En 2009, c’est au tour de Frida Giannini de le réinventer. Elle l’agrandit, y ajoute des pompoms et, jouant avec la matière fétiche de Guccio, aka le bambou, scelle sa fermeture d’un fermoir bambou. Terriblement chic!

Le tourbillon Alessandro Michele ne fait qu’ajouter à l’attrait du Jackie. Jouant avec un charme fou de la grammaire Gucci, le génie Michele y ajoute des têtes de tigres, des papillons, joue de la paille et d’ornements miroirs…

Jusqu’à confondre le Jackie avec les traits propres au sac Dionysus. Oui, c’est dans ces fulgurances d’extrême créativité que l’on reconnait les vraies icônes de la mode — celles capables d’épouser leur époque avec chic et détachement.

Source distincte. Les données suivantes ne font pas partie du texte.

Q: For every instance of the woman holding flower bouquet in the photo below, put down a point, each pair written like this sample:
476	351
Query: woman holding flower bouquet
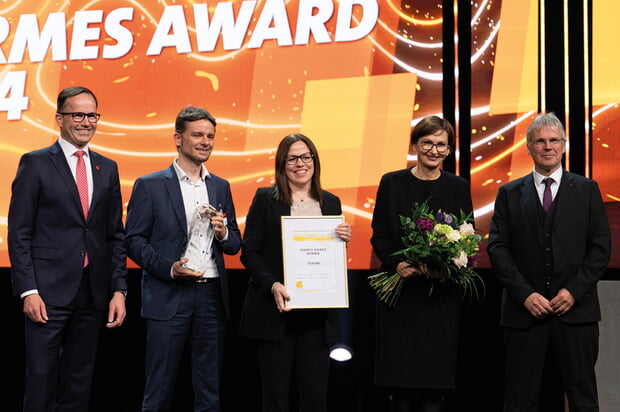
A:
292	345
418	308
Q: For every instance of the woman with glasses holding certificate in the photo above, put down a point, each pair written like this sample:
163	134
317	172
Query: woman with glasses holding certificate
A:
417	337
292	345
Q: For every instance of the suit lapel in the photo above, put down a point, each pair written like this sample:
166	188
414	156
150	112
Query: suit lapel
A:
567	193
211	192
529	205
97	180
60	163
176	198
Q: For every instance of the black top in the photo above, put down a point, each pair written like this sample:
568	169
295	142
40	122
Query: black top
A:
417	339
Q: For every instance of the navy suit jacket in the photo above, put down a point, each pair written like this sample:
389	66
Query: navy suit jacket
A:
47	234
156	232
581	247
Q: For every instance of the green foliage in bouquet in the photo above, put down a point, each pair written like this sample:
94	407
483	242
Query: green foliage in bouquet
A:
443	243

Très Jackie finalement.

Le Sac Le Plus Désiré Au Monde, Le Kelly Hermès

Le Kelly Hermès, c’est ce sac simple et impeccable, devenu iconique au bras de la Princesse Grace Kelly.

L’Histoire Du Kelly Hermès

1892. Robert Dumas-Hermès imagine, à partir d’une sacoche de cavalier, le sac Haut à Courroies, ancêtre le plus célèbre des sacs à main pour dames. Réalisé à des fins purement pratiques, l’homme le destine à une utilisation fonctionnelle.

Son but: transporter les bottes et la selle des cavaliers. Prévu à cet effet donc, le sac possède une esthétique simple, épurée et architecturée. Une forme trapézoïdale ne comportant qu’une fermeture à deux courroies, et un petit fermoir-cadenas.

1935, la maison Hermès décide d’en faire une version absolument féminine, et résolument plus urbaine. L’idée est là encore de s’adapter aux besoins de l’époque. Pour les dames donc, Hermès imagine un sac de voyage. Pour cela, le premier sac  à courroies prend une dimension plus petite.

Pour le confectionner, un seul et unique ouvrier façonne chacun sac, tout au long des étapes de sa réalisation.

1956: le sac devient célèbre. Comment? Aux côtés de son époux le Prince Rainier III de Monaco, Grace Kelly, princesse de Monaco, est photographiée lors d’une descente d’avion devenue mythique.

La photo finit en couverture du magazine Life. On y voit la princesse plaquer sur son ventre à peine arrondi ce sac à dépêches… Elle y dissimule en fait un début de grossesse. Pas encore officielle. Un ventre arrondi de Princesse future maman occulté derrière un sac… Il n’en faut pas plus pour créer l’évènement.

Et Hermès, marque familiale discrète et majestueuse, semble en certifier le raffinement.

Le Premier It-Bag De l’Histoire?

En 1977, le sellier rebaptise le sac de voyage du nom de la princesse. Les frères Dumas-Hermès le nomment le « Kelly ».

S’il était rigide à ses débuts, il adopte bien vite un aspect plus casual avec l’arrivée d’un cuir très souple – le veau Gulliver. Cousu à l’envers et retourné comme un gant, c’est une nouvelle allure, plus moderne et décontractée, qui accompagne dès lors les femmes.

Un Kelly Hermès, c’est une mode classique, noble et généreuse, à l’image de la princesse.

Aujourd’hui, le sac se taille dans les matières les plus luxueuses… En autruche ou en crocodile, le cuir n’en reste pas moins la matière de prédilection.

Maintes couleurs et une vingtaine de matières… Huit tailles, lesquelles varient de 15 à 50 cm de largeur. Évoluant en même temps que des générations de femmes, il les accompagne à toute heure et dans toute les situations.

Version sport ou version ville, son habillage du soir, avec cadenas à bijoux en or et diamants… Il est l’emblème d’un luxe à la Française. Versatile et absolument parfait.

En 2004, pour son premier défilé réalisé pour la maison du 24 Rue du Faubourg Saint-Honoré, Jean Paul Gaultier le revisite pour la première fois. C’est que le sellier s’attache à faire des objets qui traversent le temps en fonction des besoins, et non des objets de musée.

Le résultat de cette première conversion par Jean Paul Gaultier? Le Shoulder Kelly, tout en longueur, à porter sous le bras. Une icône de la mode qui, en version classique ou plus contemporaine, constitue assurément le sac ultime.

Posséder un Kelly, c’est posséder un mythe. C’est tenir la beauté fraîche et l’élégance distinguée par la main. C’est posséder un bout de la grâce de la Princesse qui lui donna son nom.